The opposition party of Mali presidential election candidate Soumaila Cisse says the poll will go to a run-off between him and President Ibrahim Boubacar Keita, based on a count done by its own party agents.
Cisse's campaign manager Tiebele Drame made the announcement at the party's headquarters in the capital Bamako, a day after Malians voted in a poll marred by widespread disruption by Islamist gunmen across its north and centre.
The Ministry of Territorial Administration said attacks by gunmen and other violence had disrupted around a fifth of Mali's polling stations, with about three per cent unable to function at all.
Spiralling jihadist violence has become a key issue in the campaign of several opposition candidates competing with Keita as attacks multiply and the death toll mounts across north and central Mali.
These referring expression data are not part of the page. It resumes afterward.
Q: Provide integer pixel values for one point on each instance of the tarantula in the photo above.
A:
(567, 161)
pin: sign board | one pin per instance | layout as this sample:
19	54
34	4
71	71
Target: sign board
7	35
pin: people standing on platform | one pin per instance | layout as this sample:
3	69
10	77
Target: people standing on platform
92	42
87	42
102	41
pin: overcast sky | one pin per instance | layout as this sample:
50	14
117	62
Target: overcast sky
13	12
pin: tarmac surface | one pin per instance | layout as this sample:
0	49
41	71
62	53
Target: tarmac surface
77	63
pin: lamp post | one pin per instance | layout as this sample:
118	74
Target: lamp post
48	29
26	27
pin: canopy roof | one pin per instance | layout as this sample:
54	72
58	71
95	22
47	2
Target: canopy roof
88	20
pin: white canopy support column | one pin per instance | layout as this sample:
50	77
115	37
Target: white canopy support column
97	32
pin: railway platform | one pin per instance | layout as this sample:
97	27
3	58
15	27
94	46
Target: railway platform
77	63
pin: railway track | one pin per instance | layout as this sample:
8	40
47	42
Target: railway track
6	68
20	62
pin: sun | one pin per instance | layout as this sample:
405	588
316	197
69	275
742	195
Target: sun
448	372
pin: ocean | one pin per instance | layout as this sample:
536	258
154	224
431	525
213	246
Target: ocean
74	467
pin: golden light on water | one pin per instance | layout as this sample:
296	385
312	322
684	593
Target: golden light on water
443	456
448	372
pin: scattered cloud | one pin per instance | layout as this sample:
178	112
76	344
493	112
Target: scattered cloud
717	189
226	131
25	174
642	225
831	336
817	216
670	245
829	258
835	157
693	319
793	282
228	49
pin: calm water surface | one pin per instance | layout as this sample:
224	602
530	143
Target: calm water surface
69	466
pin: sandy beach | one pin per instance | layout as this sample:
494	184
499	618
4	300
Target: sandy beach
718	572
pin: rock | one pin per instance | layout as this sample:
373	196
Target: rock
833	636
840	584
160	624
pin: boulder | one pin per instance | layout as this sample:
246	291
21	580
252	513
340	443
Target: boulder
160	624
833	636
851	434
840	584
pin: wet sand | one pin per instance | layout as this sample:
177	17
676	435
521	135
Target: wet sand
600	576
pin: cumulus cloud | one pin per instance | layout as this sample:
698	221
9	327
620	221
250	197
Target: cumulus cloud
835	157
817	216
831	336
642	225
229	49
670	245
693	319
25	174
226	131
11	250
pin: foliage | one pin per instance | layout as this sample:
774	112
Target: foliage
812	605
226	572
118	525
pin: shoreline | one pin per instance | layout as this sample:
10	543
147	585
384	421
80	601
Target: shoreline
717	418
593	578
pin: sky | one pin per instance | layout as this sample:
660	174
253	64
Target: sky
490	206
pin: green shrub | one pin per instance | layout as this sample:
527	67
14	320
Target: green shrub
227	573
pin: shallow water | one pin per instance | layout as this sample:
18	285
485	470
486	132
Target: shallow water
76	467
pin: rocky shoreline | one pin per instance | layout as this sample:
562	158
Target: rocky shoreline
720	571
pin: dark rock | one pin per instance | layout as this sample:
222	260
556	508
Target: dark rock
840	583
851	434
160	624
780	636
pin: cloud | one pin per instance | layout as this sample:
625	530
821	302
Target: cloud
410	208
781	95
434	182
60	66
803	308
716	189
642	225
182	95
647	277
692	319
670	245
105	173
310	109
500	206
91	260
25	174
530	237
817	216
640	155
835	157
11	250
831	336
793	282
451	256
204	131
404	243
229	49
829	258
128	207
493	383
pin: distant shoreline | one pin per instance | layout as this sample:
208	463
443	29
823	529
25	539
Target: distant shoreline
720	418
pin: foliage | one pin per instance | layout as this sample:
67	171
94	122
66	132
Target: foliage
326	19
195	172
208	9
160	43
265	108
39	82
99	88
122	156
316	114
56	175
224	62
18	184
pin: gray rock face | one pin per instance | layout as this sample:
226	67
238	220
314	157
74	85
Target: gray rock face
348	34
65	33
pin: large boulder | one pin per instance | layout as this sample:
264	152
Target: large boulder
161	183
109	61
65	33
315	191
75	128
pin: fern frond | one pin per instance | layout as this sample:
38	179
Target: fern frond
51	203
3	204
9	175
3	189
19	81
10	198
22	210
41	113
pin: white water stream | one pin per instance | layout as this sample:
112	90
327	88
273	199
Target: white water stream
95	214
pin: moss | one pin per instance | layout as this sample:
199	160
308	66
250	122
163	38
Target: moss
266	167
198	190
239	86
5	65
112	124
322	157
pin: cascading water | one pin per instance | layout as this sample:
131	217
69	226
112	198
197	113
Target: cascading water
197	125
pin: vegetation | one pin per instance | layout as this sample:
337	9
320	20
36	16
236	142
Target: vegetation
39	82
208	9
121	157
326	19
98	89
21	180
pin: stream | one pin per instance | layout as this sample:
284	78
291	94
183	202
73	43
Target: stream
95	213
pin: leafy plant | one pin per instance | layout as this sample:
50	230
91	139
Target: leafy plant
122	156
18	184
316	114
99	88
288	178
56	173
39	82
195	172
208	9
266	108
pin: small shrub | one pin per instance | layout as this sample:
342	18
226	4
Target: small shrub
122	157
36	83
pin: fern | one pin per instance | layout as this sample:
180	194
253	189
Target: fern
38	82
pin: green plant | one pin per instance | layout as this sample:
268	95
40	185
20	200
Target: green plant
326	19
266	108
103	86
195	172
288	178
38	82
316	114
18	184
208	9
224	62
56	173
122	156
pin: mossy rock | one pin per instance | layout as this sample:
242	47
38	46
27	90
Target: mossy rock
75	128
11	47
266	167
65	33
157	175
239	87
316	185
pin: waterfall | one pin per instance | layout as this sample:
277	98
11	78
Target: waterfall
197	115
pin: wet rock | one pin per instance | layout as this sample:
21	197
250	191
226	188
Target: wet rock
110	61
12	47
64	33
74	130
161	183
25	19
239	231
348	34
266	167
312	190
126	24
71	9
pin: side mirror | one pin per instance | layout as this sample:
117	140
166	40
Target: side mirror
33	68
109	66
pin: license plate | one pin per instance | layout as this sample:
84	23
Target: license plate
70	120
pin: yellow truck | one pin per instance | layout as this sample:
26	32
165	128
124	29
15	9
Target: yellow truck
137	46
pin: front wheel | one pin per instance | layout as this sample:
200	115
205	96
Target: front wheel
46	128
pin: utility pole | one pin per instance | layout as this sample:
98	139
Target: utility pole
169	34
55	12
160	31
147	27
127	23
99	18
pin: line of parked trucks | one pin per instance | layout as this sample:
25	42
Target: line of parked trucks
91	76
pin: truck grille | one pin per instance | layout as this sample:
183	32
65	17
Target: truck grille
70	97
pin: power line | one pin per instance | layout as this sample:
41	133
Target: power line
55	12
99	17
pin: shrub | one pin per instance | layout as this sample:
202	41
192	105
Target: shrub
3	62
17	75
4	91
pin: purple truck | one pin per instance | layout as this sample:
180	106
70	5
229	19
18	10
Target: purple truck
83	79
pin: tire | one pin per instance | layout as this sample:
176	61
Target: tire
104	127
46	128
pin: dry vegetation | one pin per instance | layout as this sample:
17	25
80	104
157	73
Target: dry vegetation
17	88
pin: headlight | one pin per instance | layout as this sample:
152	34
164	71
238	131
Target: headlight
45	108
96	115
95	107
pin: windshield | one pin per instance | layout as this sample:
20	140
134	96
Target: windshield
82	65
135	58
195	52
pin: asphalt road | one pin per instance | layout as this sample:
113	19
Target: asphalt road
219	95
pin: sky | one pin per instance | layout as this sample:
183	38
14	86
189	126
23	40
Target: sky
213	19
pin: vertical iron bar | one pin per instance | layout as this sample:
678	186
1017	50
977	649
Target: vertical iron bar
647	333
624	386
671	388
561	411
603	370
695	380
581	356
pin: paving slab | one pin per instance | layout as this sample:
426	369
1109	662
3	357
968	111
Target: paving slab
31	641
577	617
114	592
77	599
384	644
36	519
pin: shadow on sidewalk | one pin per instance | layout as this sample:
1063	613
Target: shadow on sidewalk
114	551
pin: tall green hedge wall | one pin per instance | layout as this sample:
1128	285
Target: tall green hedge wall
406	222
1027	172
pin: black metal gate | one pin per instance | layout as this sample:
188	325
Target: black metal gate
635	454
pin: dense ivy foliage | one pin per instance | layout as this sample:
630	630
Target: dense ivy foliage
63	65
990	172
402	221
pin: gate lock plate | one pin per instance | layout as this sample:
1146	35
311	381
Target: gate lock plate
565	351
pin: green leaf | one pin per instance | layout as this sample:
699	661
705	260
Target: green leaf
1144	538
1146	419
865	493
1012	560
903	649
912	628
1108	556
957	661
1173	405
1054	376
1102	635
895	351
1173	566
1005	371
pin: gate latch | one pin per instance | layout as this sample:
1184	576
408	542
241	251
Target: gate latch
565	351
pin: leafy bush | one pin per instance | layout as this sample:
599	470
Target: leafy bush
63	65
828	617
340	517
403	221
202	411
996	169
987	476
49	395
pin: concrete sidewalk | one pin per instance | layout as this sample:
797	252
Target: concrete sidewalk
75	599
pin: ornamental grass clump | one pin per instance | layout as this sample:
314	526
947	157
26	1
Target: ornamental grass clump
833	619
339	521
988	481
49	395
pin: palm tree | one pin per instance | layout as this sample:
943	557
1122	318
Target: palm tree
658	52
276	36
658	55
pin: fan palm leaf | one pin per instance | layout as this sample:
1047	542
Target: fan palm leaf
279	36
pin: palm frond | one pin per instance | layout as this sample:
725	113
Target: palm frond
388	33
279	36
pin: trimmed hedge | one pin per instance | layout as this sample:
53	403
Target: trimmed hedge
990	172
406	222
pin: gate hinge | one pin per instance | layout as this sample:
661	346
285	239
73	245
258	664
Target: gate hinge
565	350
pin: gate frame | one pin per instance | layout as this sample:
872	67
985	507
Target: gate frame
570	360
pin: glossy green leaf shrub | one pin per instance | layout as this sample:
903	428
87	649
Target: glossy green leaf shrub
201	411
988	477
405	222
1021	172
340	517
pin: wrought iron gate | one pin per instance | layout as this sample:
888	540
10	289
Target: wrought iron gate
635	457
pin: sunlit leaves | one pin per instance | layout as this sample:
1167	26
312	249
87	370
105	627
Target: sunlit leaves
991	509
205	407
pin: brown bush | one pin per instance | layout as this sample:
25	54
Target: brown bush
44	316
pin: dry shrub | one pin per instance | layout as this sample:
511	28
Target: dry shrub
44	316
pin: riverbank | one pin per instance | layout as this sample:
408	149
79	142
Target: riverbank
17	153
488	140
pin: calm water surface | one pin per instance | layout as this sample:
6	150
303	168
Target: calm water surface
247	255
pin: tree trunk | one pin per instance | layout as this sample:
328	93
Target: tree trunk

"The law forbids the proclamation of results by anyone except the Ministry of Territorial Administration," Cisse's campaign manager Drame told a news conference.
"However, I can tell you that we are going to a second round between Soumaila Cisse and Ibrahim Boubacar Keita."
Of the roughly 23,000 polling stations that were meant to open, 4632 were disrupted by "armed attacks or other violence", of which 644 were unable to operate, ministry figures showed.
In most of Mali, the vote was peaceful and relatively well-organised, with polls opening and closing on time. Most people who were enrolled and turned up were able to vote.
But the number of disenfranchised voters, even if small, could become a flashpoint if the result is very close. Counting is under way but official results may not come out for another day or even longer.
In the mud-walled medieval city of Timbuktu, once a flourishing tourist spot, witnesses said gunmen had intimidated voters, seized ballot boxes and in some cases set fire to them in the few polling stations that were attacked outside town.
Islamist militants took over northern cities like Timbuktu in 2012 on the back of a Tuareg rebellion, imposing Sharia law with harsh penalties like cutting off fingers for smoking, until France intervened a year later to push them back. They regard democracy as an un-Islamic Western imposition.
But since Keita, known by his initials "IBK", came to power in the 2013 poll, Islamist violence has swept south into Mali's fertile centre.